3. Play Sims 4 either get through another day with Smiler Always or do some more building: Check to the first! After putting my mods and CC back into my game (everything seems to be working all right!), I hopped into Sims 4 and went back to Smiler! They had a pretty chill Friday, all things considered – they started by refining and organizing their final presentation for their “Pondering Personalities” class, then took care of their garden, cleaned up the dishes from Harvestfest, and set their pronouns to “they/them” because we can do that now. :D Then it was off to the campus to do some more homework, attend their first class, and then meet up with their buddy Davion (who nearly walked off and despawned, but apparently was willing to go back and say hi after Smiler waited in place long enough). They chatted for a while, and Smiler was able to get a drink with permission from him – a drink that allowed them to level up their “Influence Emotions” power into “Alter Emotions” (which looks like it affects more Sims, judging from the bigger “blast radius”). Then they flew around for a bit – playing games at the arcade, picking up “Hopper” the MySims trophy from a fossil rock, and then meeting up with Angela Pleasant and having a nice chat before heading to their Mixology class. And once that was done –

It was time to hit the Game Day Party, w000! A – kinda pathetic little gathering with a stereo, a ping-pong table, and a few people hanging around in face paint. O.o I was expecting a bit more? Still, Smiler was able to hang out there for a while – getting to know fellow Spirit Squad member Hajar, doing some VERY BRIEF streaking (the game kept resetting them before they got more than a few feet), encouraging people to dance, playing Ping Pong against Lilith Pleasant (and losing), and starting the Foxbury Cheer a few times! It wasn’t a lot of school spirit, but it was enough to upgrade them to a Seasoned Member of the squad. :) Plus they got the inheritance phone call again – $2,500 for asking about the conditions, nice. That plus their paycheck from work has funded the purchase of the Ultimate Vampire Tome, w00! So they’re one step closer to maxing out their Vampire Lore skill! :D Yes, things are going pretty darn well for Smiler. Maybe not the most exciting day today for them, but given they’ve been going on dates and having parties and whatnot a lot recently, it’s good to have a quieter day every so often. :)

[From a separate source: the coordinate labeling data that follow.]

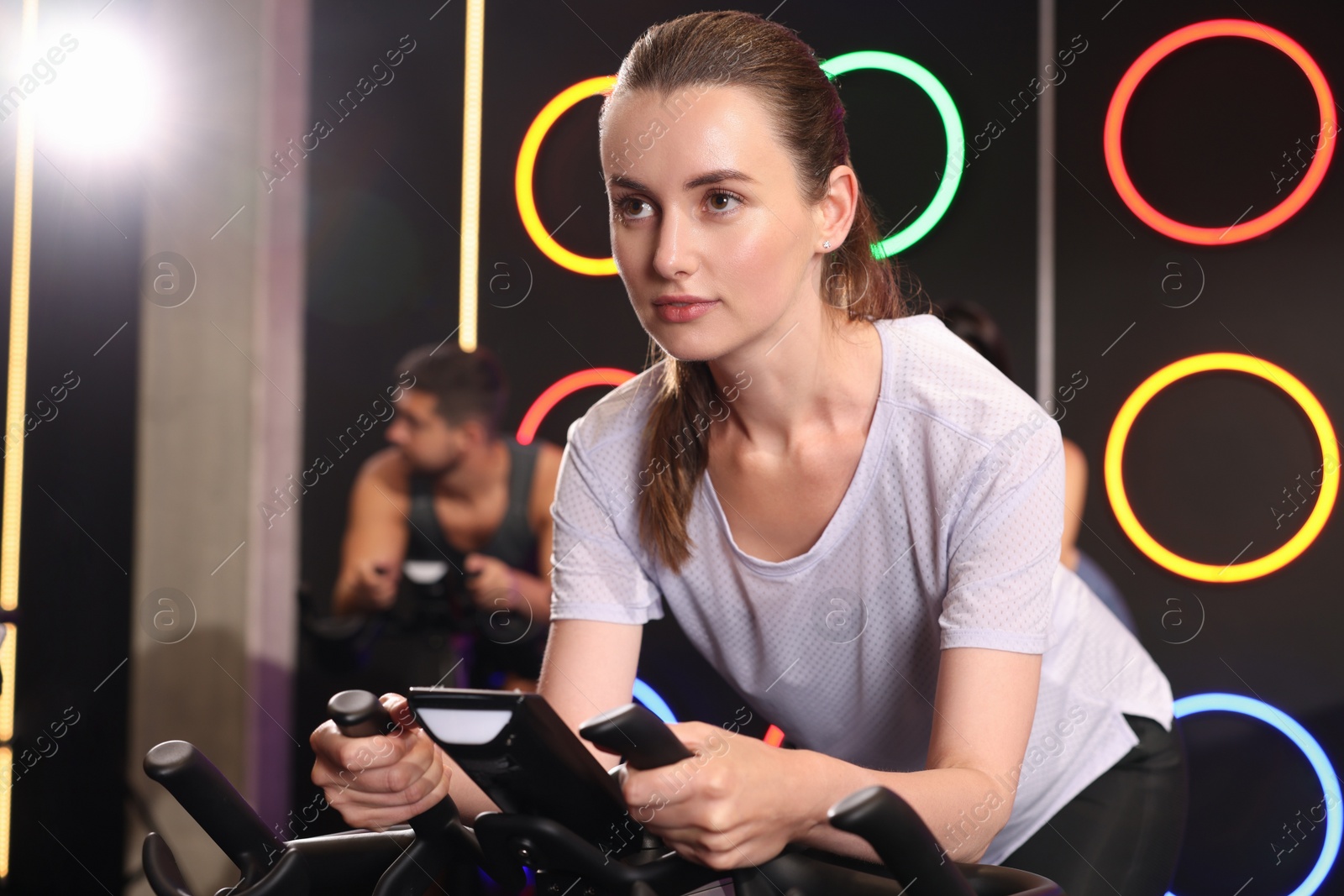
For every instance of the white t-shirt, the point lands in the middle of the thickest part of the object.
(948, 537)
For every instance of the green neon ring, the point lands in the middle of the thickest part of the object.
(916, 230)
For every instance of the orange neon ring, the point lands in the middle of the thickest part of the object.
(1238, 231)
(1236, 571)
(562, 389)
(528, 164)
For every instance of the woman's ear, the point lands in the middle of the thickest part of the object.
(837, 210)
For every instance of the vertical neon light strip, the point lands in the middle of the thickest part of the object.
(18, 338)
(7, 652)
(15, 398)
(470, 172)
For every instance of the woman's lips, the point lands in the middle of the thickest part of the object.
(683, 312)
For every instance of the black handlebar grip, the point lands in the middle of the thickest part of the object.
(358, 714)
(635, 732)
(222, 813)
(900, 839)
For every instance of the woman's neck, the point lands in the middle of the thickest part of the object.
(804, 374)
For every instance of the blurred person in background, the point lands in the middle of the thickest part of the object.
(449, 531)
(979, 329)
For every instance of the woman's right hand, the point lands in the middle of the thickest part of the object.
(381, 781)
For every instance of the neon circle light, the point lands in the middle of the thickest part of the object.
(528, 165)
(1238, 231)
(654, 701)
(1310, 747)
(1236, 571)
(562, 389)
(916, 230)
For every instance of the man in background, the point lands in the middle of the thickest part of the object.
(449, 530)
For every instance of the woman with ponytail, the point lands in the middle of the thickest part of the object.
(853, 516)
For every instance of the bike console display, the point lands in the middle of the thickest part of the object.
(523, 755)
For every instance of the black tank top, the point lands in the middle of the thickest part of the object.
(514, 542)
(433, 591)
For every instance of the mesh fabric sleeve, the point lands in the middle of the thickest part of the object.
(1005, 544)
(595, 574)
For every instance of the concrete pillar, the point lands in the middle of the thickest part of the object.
(221, 396)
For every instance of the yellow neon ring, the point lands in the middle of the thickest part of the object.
(523, 179)
(1221, 362)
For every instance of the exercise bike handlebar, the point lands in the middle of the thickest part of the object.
(414, 859)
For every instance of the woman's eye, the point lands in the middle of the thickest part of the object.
(628, 208)
(722, 197)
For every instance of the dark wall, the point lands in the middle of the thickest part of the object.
(1209, 459)
(78, 500)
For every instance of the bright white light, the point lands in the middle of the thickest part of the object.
(93, 92)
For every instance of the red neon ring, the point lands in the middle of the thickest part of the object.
(561, 389)
(1274, 217)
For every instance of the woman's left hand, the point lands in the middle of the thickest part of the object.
(726, 808)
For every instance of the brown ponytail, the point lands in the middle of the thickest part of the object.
(739, 49)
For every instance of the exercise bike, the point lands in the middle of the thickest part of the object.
(562, 815)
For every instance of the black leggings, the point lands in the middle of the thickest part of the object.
(1122, 833)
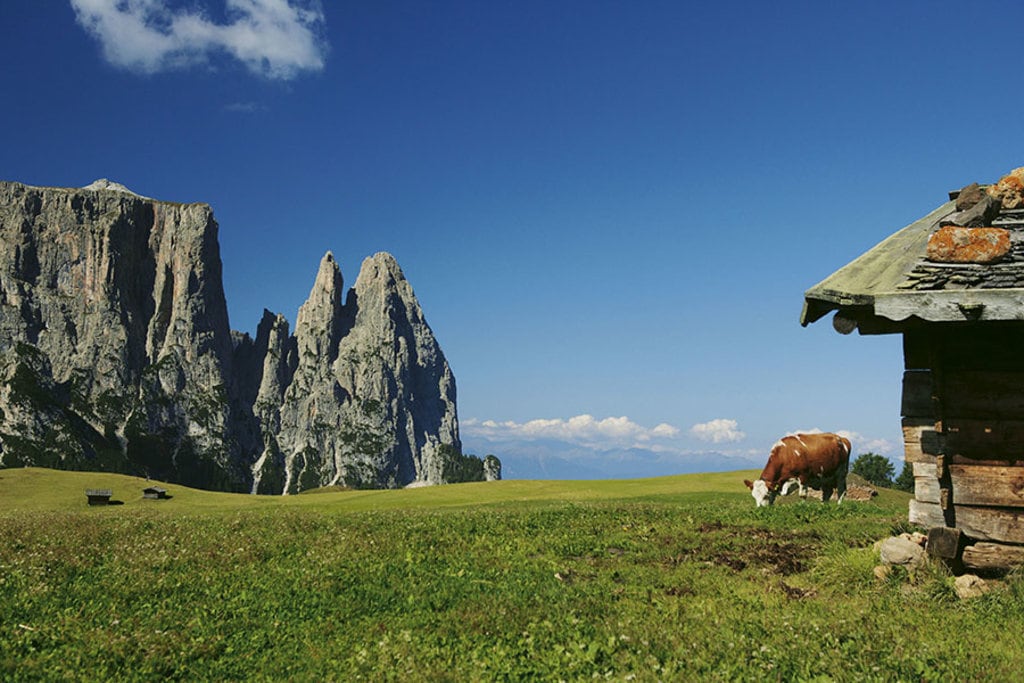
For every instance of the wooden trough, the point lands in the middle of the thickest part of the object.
(963, 398)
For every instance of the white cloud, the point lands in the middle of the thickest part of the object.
(583, 429)
(273, 38)
(718, 431)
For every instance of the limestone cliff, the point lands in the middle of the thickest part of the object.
(116, 353)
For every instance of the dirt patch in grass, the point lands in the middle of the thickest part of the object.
(779, 553)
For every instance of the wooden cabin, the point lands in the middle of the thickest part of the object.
(155, 493)
(963, 398)
(98, 496)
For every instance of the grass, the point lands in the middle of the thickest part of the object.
(669, 579)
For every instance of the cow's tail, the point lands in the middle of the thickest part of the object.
(843, 468)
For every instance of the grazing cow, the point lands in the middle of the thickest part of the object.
(819, 461)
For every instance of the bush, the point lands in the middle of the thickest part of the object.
(875, 468)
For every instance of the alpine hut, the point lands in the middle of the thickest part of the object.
(155, 493)
(98, 496)
(952, 285)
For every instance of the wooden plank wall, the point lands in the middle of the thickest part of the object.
(963, 414)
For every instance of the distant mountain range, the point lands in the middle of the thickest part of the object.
(116, 354)
(552, 459)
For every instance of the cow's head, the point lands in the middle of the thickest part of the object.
(763, 496)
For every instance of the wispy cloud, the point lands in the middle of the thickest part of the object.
(245, 108)
(276, 39)
(583, 429)
(718, 431)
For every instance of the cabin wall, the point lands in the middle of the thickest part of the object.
(963, 414)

Ahhh, good to have a low-stakes day -- especially when it lets me get a few things into the drafts that I've been meaning to cover already. Trying to keep a good backlog of content in there for -- well, for weeks like the ones I've had recently at work, where the creative urges are low! But this has been pretty good for a brain break weekend -- hoping I can get back into the fanfic flow on Monday!

But for now, Sunday to-dos:

1. Keep up with the FO4 Playthrough Progression

2. Keep up with YouTube Subs and Jon's FO4: Point Lookout video

3. Play Fallout 4 and get past Power Armor Raider

4. Work on tumblr drafts

5. Get in a workout

That last one remains optional, but I do hope to get down there. Also hope to get something out of the Watch Later too, but we'll see! Depends on if we do beanbags and other factors. As it is, I've got social and RP stuff going on right now, so I'd best get back to it -- night all!